Nelson v. Reuss

Eder, J.

Motion denied. The appropriate and recognized procedure to gain custody of a child is by habeas corpus proceeding and not by practice motion for a directive as is sought here. This appears to be recognized by counsel who argue that this application is, in essence, a habeas corpus proceeding. It is not. No petition for the issuance of a writ was presented. There is no relator, no writ issued, nor was the production of the child sought, nor a summary hearing solicited. The characteristics of a habeas corpus ■ proceeding are absent. The relief sought is a directive to comply with a provision of a foreign decree of divorce brought on for hearing by order to show cause as a practice motion. Consent of counsel cannot transmogrify the application into a habeas corpus proceeding, nor can the consent of counsel transform an order to show cause into a State writ. For example: Disobedience to the writ is punishable by imprisonment and is a contempt of court; failure to respond to an order to show cause is not, and merely results in a default. The suggested conversion of a motion into a writ cannot be entertained.

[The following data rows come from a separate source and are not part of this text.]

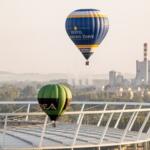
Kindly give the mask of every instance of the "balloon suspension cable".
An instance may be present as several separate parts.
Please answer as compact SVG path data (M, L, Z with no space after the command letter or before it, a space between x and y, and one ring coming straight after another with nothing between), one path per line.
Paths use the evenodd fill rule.
M88 60L85 62L85 65L86 65L86 66L89 66L89 61L88 61Z
M52 127L56 127L56 122L55 121L52 121Z

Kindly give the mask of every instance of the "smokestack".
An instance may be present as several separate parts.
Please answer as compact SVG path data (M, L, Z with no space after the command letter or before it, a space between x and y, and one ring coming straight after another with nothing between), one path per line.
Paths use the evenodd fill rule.
M144 43L144 61L147 61L147 43Z

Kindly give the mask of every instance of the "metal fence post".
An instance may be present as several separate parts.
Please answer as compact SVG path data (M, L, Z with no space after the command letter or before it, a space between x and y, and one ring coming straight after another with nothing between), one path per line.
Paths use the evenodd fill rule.
M141 128L140 128L140 130L139 130L139 133L138 133L138 136L137 136L137 140L140 139L141 134L142 134L142 131L143 131L143 129L144 129L146 123L148 122L149 117L150 117L150 112L148 112L147 116L145 117L145 120L144 120L144 122L143 122L143 124L142 124L142 126L141 126Z
M30 112L30 106L31 106L31 104L28 104L28 107L27 107L27 115L26 115L26 121L28 121L28 119L29 119L28 113Z
M48 116L46 115L46 116L45 116L45 121L44 121L43 130L42 130L42 133L41 133L41 138L40 138L39 147L41 147L42 144L43 144L43 139L44 139L44 135L45 135L45 130L46 130L47 121L48 121Z
M75 132L75 136L74 136L74 139L73 139L73 143L72 143L72 148L73 148L73 146L74 146L75 143L76 143L76 139L77 139L77 136L78 136L80 127L81 127L81 125L82 125L83 117L84 117L84 114L82 114L82 112L81 112L81 117L80 117L80 120L79 120L79 124L78 124L78 126L77 126L77 129L76 129L76 132Z
M123 142L123 140L124 140L124 138L125 138L125 136L126 136L128 130L129 130L129 127L130 127L131 122L132 122L132 120L133 120L133 118L134 118L134 116L135 116L135 113L136 113L136 112L133 112L132 116L130 117L130 120L129 120L129 122L128 122L128 124L127 124L125 130L124 130L124 133L123 133L122 137L121 137L121 142Z
M125 110L126 109L126 104L123 106L123 109L122 110ZM114 126L114 128L116 129L116 128L118 128L118 125L119 125L119 122L120 122L120 120L121 120L121 117L122 117L122 115L123 115L123 111L121 111L121 113L120 113L120 115L119 115L119 118L117 119L117 122L116 122L116 124L115 124L115 126Z
M5 116L5 121L4 121L4 129L3 129L3 146L5 147L5 139L6 139L6 130L7 130L7 120L8 120L8 116L6 114Z
M80 110L81 112L83 112L84 107L85 107L85 104L82 105L81 110ZM82 113L80 113L80 115L79 115L79 117L78 117L77 124L79 124L80 119L81 119L81 116L82 116Z
M107 109L107 106L108 106L108 104L105 105L105 107L104 107L104 112L105 112L105 110ZM102 121L103 116L104 116L104 112L101 114L101 116L100 116L100 118L99 118L99 121L98 121L98 123L97 123L97 127L99 127L100 124L101 124L101 121Z
M112 117L113 117L113 114L114 114L114 113L111 113L111 115L110 115L110 117L109 117L109 119L108 119L108 121L107 121L107 123L106 123L105 129L104 129L104 132L103 132L103 134L102 134L102 137L101 137L101 139L100 139L100 143L99 143L99 144L101 144L101 143L103 142L103 139L104 139L104 137L105 137L105 135L106 135L106 132L107 132L107 129L108 129L109 124L110 124L110 122L111 122L111 119L112 119Z
M139 110L141 109L141 107L142 107L142 105L139 106ZM130 127L129 127L129 131L131 131L131 129L132 129L133 125L134 125L134 122L135 122L135 120L136 120L138 114L139 114L139 111L136 112L135 117L134 117L134 119L132 120L132 123L131 123L131 125L130 125Z

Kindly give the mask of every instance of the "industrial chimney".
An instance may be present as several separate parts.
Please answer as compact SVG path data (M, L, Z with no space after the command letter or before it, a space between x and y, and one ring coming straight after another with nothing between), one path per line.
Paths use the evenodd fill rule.
M144 61L147 61L147 43L144 43Z

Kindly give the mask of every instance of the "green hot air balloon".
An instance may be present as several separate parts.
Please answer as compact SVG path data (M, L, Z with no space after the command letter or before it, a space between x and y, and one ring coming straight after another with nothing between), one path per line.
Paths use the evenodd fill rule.
M70 89L62 84L43 86L38 93L38 102L42 110L54 122L64 112L72 99Z

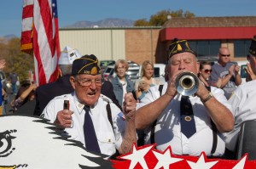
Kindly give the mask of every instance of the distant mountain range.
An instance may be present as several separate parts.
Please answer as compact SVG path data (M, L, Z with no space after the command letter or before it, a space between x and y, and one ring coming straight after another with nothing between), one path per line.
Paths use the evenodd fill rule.
M108 18L105 20L98 21L78 21L73 25L67 25L65 27L75 27L75 28L83 28L83 27L127 27L133 26L134 20L124 20L117 18Z

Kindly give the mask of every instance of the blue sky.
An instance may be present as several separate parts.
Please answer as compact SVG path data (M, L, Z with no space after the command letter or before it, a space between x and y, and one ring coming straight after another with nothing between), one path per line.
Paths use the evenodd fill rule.
M0 37L20 37L22 0L2 0ZM256 16L255 0L58 0L59 27L106 18L148 20L164 9L189 10L195 16Z

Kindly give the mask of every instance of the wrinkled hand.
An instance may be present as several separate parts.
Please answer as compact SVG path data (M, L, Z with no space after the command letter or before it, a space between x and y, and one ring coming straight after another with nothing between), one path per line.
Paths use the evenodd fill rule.
M218 77L218 81L216 82L216 87L220 88L221 87L221 83L222 83L222 78Z
M135 110L136 110L137 102L133 98L131 93L128 93L125 94L124 103L123 103L123 112L124 115L128 118L133 116Z
M240 65L235 65L235 75L237 75L239 74L239 71L240 71Z
M232 65L229 69L229 74L232 76L234 70L235 70L235 65Z
M64 127L70 127L72 125L73 113L73 112L68 110L63 110L59 111L55 124Z
M247 67L245 67L244 70L247 74L247 77L246 79L247 82L253 81L253 80L256 79L256 75L253 73L250 63L247 63Z

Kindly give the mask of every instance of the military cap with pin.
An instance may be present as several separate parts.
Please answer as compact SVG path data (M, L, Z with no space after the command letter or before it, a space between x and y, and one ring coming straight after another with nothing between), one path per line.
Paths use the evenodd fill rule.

In Matter of Bull (Hellman), (266 App. Div. 290, affd. 291 N. Y. 792), it does not appear that the attention of the court was directed to the question of power to entertain the application, but' this court considers that feature, sua sponte, because of its doubt that such power exists.

The stipulation is intended “ to modify and take precedence over the provisions of the decree of the Nevada court; application to modify that decree should be made to the Nevada court. The full faith and credit clause of the Constitution pertains to the enforcement of the judgment of the court of a sister State, and not to a change or modification thereof.

On the matter of counsel fee, I know of no authority to award any upon such an application as this.